デモの様子は動画サイトで生中継され、チャット画面には視聴者からの「桜井さんの行動力は、神!」「在ニチハ帰ってください」などのコメントが見られた。
沿道にヘイトスピーチに抗議する市民団体が現れると、街路樹を挟んで罵声の飛ばし合いとなり、「差別はやめろ!」「我々日本民族の敵が目の前にいます! 彼らは間違いなく新型ウイルスを持っております!」などとわめき散らした。
どうしてここまで常識はずれの野蛮な行為を、こんなに堂々とやってしまえるのだろう? ありもしない「在日特権」を叫び、自分たちの主張と合わない人々を「敵」と見なし、敵意むき出しに攻撃する……。

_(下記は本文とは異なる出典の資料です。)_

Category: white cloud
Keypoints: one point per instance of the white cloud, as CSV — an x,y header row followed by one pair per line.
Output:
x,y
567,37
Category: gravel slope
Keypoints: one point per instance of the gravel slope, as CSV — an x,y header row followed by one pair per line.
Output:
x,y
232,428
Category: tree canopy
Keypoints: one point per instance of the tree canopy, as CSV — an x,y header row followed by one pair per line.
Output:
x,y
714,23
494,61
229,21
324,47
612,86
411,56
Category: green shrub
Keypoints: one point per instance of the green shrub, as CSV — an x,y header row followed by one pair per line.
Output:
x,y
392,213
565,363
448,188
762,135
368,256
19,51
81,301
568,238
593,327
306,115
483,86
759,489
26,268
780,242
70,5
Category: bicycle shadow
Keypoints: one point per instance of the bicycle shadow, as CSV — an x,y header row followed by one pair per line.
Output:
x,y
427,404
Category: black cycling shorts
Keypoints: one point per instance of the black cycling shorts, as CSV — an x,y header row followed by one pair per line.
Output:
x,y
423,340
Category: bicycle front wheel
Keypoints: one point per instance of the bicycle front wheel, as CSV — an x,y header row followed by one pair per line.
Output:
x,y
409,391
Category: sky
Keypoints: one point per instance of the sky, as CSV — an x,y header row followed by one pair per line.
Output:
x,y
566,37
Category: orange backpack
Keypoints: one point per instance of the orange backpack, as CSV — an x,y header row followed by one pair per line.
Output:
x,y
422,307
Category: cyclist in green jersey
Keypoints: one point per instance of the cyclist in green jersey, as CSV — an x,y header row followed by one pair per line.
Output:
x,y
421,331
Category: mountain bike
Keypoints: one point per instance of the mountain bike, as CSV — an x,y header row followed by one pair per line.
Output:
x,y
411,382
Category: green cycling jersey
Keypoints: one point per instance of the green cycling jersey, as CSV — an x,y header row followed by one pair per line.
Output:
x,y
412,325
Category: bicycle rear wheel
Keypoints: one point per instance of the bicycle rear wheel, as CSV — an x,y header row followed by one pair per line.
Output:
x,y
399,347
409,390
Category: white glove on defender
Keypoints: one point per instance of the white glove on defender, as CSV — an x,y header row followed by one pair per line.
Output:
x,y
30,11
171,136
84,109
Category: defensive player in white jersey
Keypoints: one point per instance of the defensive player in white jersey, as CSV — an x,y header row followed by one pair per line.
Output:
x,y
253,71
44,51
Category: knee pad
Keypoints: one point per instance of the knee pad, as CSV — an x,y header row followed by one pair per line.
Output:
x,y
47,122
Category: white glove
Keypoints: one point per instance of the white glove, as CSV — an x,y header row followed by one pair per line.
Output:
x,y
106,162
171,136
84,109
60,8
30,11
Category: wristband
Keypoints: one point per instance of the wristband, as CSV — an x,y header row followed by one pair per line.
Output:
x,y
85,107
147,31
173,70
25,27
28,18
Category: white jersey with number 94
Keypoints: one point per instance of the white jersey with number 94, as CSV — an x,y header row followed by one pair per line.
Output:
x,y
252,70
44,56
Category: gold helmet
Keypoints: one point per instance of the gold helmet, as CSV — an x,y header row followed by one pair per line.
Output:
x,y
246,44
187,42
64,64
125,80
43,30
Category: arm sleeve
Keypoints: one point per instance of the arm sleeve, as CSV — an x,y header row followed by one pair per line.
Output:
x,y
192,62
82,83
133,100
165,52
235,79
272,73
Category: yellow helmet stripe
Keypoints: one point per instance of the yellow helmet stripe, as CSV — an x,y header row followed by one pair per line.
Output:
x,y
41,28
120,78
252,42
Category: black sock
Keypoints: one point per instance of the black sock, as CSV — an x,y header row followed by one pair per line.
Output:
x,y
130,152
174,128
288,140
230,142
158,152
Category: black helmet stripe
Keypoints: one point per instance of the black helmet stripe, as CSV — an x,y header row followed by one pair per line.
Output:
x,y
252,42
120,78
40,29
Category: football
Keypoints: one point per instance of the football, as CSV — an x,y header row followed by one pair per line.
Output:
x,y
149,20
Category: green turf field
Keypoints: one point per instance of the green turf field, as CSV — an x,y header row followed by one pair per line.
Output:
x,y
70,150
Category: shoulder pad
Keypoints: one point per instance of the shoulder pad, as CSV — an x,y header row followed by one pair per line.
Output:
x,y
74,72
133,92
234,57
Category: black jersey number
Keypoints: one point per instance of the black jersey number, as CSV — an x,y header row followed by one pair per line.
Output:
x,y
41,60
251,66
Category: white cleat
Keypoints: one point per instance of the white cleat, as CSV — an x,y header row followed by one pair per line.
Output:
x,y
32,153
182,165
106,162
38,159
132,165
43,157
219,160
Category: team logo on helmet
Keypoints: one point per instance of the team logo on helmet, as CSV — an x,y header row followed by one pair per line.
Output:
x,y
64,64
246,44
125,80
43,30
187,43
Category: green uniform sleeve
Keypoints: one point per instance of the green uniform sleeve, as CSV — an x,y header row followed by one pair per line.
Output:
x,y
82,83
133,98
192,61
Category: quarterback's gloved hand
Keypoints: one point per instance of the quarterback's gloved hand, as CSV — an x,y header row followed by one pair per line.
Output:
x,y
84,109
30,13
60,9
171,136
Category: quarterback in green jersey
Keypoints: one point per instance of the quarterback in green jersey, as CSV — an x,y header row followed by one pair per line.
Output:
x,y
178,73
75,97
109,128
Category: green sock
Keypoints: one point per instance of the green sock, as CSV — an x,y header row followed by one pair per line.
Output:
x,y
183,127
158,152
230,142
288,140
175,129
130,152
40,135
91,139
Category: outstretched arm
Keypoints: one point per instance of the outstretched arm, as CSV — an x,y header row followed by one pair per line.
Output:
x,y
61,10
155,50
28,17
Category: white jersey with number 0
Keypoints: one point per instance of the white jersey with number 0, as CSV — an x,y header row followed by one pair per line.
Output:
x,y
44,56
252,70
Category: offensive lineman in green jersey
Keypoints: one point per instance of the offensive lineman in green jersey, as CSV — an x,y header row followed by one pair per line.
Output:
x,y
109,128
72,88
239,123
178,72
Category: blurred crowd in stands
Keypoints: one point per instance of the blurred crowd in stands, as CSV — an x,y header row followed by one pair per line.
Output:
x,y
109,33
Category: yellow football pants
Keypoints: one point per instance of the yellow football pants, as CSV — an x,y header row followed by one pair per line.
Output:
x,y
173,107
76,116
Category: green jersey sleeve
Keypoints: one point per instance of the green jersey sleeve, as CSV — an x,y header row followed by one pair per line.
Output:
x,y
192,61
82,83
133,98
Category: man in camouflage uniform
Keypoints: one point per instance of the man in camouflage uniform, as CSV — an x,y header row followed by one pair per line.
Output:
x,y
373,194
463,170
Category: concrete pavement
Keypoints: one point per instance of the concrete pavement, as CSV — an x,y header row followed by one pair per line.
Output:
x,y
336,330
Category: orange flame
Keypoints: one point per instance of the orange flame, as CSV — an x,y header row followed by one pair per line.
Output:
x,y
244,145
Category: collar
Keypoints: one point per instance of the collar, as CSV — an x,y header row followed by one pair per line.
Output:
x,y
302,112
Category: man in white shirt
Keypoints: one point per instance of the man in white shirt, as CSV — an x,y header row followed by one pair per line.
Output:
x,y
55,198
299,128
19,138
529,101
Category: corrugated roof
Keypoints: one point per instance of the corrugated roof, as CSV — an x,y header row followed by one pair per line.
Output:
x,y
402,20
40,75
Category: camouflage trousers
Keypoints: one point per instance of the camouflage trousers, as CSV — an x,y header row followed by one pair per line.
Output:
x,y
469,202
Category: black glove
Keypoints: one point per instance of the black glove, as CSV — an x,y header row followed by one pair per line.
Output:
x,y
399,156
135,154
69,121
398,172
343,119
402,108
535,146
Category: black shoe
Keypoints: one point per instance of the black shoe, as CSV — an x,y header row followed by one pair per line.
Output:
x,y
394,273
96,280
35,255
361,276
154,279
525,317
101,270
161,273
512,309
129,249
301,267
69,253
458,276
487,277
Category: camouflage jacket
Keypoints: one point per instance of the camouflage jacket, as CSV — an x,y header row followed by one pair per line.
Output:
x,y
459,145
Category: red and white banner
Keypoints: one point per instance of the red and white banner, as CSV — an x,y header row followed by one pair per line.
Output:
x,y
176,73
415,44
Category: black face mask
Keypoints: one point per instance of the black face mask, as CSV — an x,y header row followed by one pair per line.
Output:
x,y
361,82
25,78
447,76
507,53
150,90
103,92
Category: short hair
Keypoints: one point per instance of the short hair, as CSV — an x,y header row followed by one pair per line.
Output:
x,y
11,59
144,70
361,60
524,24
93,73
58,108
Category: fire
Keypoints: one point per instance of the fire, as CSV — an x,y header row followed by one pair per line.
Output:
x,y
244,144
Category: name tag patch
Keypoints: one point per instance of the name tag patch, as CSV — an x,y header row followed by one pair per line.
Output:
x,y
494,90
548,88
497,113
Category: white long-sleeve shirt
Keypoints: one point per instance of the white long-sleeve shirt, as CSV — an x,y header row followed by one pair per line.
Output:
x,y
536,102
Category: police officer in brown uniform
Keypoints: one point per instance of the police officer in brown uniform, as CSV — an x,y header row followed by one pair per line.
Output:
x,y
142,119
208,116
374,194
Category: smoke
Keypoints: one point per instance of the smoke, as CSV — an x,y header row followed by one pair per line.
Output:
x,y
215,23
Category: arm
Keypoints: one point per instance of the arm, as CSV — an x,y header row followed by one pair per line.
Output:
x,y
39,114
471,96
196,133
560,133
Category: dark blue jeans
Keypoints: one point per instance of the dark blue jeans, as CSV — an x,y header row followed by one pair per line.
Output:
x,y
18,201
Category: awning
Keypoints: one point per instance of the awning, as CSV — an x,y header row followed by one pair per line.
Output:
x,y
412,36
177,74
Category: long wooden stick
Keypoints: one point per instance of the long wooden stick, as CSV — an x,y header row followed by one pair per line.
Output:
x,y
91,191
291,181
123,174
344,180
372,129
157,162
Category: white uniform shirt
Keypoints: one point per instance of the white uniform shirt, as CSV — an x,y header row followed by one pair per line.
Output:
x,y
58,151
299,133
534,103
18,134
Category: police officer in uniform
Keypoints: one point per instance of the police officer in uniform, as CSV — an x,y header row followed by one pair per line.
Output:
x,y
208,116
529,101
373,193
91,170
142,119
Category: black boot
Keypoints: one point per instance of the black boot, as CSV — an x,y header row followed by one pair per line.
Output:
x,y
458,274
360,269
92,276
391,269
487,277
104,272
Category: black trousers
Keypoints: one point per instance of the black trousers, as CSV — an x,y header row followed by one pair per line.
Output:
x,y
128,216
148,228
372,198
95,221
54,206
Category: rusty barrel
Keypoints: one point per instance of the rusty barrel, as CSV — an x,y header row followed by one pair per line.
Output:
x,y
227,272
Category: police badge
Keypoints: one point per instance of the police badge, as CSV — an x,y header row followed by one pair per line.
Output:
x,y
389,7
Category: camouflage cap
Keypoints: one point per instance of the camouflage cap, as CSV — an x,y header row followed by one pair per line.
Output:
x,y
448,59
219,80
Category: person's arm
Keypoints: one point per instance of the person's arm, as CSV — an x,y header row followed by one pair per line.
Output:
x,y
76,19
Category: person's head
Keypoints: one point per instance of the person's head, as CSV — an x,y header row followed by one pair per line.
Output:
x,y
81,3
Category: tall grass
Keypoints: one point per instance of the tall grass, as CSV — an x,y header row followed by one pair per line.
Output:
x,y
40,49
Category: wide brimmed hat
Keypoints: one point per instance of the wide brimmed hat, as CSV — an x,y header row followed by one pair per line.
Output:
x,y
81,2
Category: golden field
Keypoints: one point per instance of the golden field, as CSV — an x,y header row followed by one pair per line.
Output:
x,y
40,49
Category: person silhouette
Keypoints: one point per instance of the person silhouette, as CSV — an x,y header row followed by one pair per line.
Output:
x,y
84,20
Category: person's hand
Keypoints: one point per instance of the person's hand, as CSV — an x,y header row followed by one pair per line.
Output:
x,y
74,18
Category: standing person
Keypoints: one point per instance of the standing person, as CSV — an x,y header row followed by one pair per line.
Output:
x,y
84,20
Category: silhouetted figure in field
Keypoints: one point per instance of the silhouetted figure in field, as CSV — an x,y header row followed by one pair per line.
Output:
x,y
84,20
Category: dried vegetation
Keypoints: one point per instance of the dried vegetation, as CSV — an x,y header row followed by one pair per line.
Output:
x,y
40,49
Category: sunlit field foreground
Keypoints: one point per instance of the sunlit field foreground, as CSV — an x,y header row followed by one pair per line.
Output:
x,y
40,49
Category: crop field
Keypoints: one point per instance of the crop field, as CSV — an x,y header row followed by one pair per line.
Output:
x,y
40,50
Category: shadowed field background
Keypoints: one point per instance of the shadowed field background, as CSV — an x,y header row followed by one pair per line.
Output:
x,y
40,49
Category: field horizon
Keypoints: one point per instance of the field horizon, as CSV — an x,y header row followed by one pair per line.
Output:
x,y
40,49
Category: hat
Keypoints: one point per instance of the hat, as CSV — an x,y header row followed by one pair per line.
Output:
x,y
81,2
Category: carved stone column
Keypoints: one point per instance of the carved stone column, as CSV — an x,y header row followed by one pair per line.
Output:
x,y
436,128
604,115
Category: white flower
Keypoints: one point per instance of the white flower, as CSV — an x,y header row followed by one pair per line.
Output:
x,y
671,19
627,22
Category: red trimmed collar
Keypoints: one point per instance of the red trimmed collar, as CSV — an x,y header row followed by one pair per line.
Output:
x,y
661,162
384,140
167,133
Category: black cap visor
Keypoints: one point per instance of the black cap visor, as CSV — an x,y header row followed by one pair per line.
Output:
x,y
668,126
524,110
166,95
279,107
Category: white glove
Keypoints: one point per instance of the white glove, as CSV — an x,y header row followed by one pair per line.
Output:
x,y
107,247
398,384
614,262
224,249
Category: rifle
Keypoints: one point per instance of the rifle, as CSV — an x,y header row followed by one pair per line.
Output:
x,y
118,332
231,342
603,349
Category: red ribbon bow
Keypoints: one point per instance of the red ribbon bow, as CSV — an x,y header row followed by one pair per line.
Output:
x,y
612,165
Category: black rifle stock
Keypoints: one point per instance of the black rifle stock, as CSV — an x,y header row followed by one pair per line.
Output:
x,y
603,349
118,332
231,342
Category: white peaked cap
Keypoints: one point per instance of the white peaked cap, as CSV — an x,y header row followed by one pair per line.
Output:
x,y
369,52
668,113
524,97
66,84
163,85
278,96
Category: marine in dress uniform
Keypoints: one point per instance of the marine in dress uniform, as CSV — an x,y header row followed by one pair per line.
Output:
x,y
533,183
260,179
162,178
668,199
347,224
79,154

だが、ここまでの的外れな過激さには至らなくとも、どうも近ごろ自分の考えだけに固執し、増幅させてゆく人が増えたように思う。それが間違っていたとしても、自分の意見と違う他人の意見には耳を貸さない。むしろ嫌悪感や敵意をもって「もはや議論にならない」と没交渉の状態にする現象が、全体に起きている気がするのだ。
自分と合わない主張は見たくもない
「ねえ、あの人のフェイスブック見た? 自民党支持してるみたいで、そういう投稿が多いの。イライラするからあの人の投稿は非表示にしてる」
「朝日新聞の記事なんかシェアしてくれるなよ。生理的に受け付けられない」
「ああもう、産経新聞なんて読みたくもない!」
こんな言葉にちょっと共感する、という人は少なくないのではないだろうか。いずれもこの数年で私が聞いた言葉だ。というか、3つめは私自身が実際に声に出して言った言葉である。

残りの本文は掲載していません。